You can parse the output string from the LLM using the formatter.parse
method based on the prompt's output parameters. The parsing result is stored in a Python dict
.
import promptogen as pg
# ...(omitted)...
text_llm = pg.FunctionBasedTextLLM(
# ...(omitted)...
)
summarizer = pg.Prompt(
name="Text Summarizer and Keyword Extractor",
# ...(other parameters omitted)...
)
raw_req = formatter.format_prompt(summarizer, input_value)
print(raw_req)
raw_resp = text_llm.generate(raw_req)
print(raw_resp)
summarized_resp = formatter.parse(summarizer, raw_resp)
print(summarized_resp)
{'summary': 'Software engineers collaborate using Git to create and maintain efficient code, and address implementation issues and user requirements.', 'keywords': ['software engineering', 'developers', 'collaborate', 'projects', 'version control systems', 'Git', 'code', 'implementation complexities', 'user requirements', 'system optimization']}
This output is a dict
that contains the parsed results from the LLM output string.
Conclusion¶
We've introduced the basics of using PromptoGen.
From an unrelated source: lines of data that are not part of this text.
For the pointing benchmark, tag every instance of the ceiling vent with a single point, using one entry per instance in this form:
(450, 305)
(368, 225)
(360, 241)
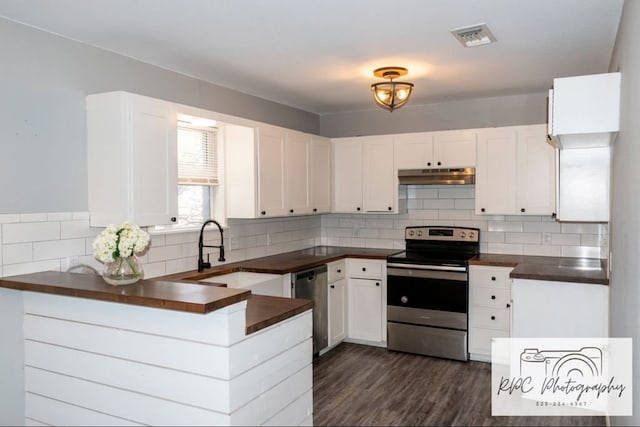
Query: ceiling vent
(474, 35)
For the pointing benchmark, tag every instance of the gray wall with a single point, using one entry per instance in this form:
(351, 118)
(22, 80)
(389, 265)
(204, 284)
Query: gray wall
(625, 212)
(525, 109)
(43, 83)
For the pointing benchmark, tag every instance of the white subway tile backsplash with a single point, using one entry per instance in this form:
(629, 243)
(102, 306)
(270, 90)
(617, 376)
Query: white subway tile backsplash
(36, 242)
(529, 238)
(17, 253)
(30, 232)
(8, 218)
(57, 249)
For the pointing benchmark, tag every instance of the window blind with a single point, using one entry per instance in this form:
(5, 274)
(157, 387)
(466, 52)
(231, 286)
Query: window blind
(197, 156)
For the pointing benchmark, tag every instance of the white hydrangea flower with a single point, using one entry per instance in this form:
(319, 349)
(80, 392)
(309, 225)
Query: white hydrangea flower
(119, 242)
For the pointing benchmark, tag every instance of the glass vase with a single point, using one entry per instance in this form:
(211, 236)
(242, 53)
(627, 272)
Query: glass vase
(122, 271)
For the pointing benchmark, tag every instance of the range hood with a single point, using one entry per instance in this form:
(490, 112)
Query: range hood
(447, 176)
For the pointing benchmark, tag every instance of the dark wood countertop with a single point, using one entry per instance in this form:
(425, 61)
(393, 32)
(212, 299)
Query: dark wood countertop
(556, 269)
(287, 262)
(184, 292)
(190, 297)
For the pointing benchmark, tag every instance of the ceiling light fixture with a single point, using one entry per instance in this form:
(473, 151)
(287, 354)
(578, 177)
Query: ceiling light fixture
(475, 35)
(391, 95)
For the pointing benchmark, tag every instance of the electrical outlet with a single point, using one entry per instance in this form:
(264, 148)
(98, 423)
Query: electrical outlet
(69, 262)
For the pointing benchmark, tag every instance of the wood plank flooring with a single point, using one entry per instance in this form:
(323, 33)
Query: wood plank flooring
(358, 385)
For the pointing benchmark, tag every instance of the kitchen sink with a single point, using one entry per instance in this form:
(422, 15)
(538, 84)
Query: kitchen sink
(257, 283)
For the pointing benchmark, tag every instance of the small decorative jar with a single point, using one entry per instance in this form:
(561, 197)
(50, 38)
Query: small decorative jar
(122, 271)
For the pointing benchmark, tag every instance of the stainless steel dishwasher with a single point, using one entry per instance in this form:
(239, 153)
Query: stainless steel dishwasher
(312, 284)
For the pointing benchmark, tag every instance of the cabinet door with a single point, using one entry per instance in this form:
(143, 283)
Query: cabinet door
(454, 149)
(536, 172)
(347, 175)
(271, 180)
(337, 311)
(496, 171)
(413, 150)
(365, 309)
(154, 166)
(296, 165)
(320, 175)
(379, 181)
(131, 159)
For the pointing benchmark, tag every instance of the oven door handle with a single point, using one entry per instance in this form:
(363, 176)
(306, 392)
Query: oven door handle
(427, 267)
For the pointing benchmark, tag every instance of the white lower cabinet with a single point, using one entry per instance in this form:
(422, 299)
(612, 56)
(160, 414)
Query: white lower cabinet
(489, 308)
(544, 308)
(337, 302)
(367, 296)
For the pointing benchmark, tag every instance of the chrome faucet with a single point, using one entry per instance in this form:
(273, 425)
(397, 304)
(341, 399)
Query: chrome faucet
(201, 263)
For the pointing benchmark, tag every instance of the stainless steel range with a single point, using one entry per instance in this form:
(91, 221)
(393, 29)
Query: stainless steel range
(428, 291)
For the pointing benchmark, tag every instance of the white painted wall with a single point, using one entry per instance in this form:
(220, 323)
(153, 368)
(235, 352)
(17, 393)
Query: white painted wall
(625, 212)
(524, 109)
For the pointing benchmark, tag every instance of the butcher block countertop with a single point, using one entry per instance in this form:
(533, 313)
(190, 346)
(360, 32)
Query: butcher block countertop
(287, 262)
(555, 269)
(184, 292)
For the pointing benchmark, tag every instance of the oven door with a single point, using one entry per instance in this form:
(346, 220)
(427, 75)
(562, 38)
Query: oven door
(434, 287)
(427, 310)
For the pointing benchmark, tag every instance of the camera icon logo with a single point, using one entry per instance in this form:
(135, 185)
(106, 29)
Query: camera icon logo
(586, 362)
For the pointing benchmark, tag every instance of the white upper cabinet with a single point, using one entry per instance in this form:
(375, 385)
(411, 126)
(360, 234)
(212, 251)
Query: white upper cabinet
(584, 111)
(515, 172)
(364, 178)
(131, 159)
(320, 174)
(274, 172)
(271, 173)
(297, 172)
(446, 149)
(347, 174)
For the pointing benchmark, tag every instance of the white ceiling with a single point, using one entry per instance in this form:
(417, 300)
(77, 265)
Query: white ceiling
(319, 55)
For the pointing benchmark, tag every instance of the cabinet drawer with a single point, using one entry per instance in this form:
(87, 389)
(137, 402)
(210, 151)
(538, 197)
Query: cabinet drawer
(366, 268)
(480, 339)
(491, 318)
(489, 297)
(335, 271)
(494, 276)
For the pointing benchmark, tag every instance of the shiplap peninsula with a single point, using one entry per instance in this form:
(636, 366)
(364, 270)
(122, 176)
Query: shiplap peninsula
(152, 353)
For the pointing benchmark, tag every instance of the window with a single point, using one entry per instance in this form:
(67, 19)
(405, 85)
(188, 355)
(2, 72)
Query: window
(197, 175)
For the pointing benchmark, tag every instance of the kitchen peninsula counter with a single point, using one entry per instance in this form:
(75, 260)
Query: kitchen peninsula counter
(553, 269)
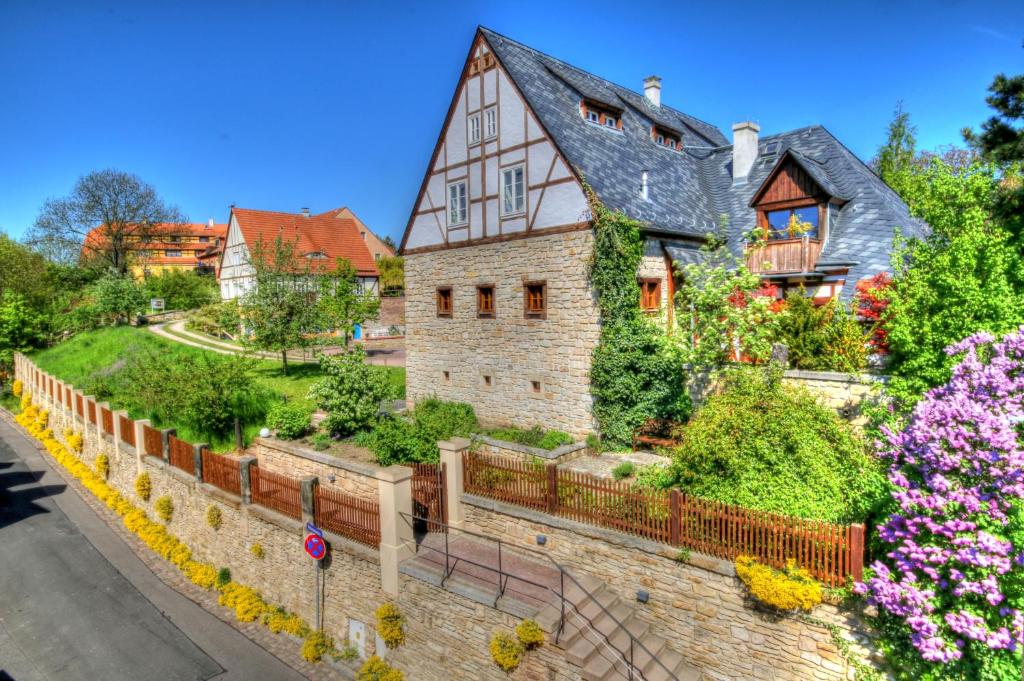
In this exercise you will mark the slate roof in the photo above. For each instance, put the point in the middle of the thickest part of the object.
(689, 192)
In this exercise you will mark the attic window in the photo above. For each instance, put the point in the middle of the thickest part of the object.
(667, 138)
(601, 115)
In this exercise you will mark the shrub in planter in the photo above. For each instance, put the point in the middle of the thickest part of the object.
(506, 650)
(376, 669)
(389, 622)
(792, 588)
(164, 508)
(143, 486)
(290, 420)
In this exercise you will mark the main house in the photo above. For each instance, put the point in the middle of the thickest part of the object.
(321, 239)
(167, 247)
(500, 309)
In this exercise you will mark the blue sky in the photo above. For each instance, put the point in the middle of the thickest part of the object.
(285, 104)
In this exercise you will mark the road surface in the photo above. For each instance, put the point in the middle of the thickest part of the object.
(77, 604)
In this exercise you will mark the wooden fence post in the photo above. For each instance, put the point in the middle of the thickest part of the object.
(553, 490)
(198, 460)
(246, 479)
(857, 551)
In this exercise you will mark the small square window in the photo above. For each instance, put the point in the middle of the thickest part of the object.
(444, 301)
(650, 295)
(535, 295)
(485, 301)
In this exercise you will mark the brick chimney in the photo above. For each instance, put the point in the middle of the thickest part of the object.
(652, 90)
(744, 149)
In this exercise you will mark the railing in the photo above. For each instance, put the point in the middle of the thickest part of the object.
(127, 430)
(349, 516)
(829, 552)
(275, 492)
(783, 255)
(153, 442)
(108, 419)
(181, 455)
(628, 656)
(222, 472)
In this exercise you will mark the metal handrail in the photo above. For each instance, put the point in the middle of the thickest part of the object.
(562, 572)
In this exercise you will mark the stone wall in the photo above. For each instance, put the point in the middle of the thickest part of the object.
(512, 350)
(697, 603)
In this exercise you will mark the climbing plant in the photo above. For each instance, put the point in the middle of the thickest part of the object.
(635, 375)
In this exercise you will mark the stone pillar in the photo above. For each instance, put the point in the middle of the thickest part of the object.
(247, 485)
(198, 460)
(452, 452)
(307, 490)
(395, 488)
(140, 442)
(165, 443)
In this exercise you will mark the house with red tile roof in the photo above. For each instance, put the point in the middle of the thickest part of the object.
(321, 239)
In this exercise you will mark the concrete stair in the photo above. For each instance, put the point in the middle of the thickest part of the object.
(600, 646)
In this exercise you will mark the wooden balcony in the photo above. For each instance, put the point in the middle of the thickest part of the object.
(783, 256)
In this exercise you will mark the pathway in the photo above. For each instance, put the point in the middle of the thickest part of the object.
(78, 604)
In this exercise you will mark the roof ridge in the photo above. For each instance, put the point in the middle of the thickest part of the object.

The flow introduced here is as follows:
- Define a prompt
- Define a formatter
- Use the formatter to format the prompt and input parameters into a string
- Generate output using a large language model
- Convert the output to a Python object
While we've shown a simple example here, PromptoGen allows for easy handling of more complex prompts and input/output parameters.
Furthermore, it's possible to specify the prompt itself as an input or output parameter, allowing for dynamic generation of prompts.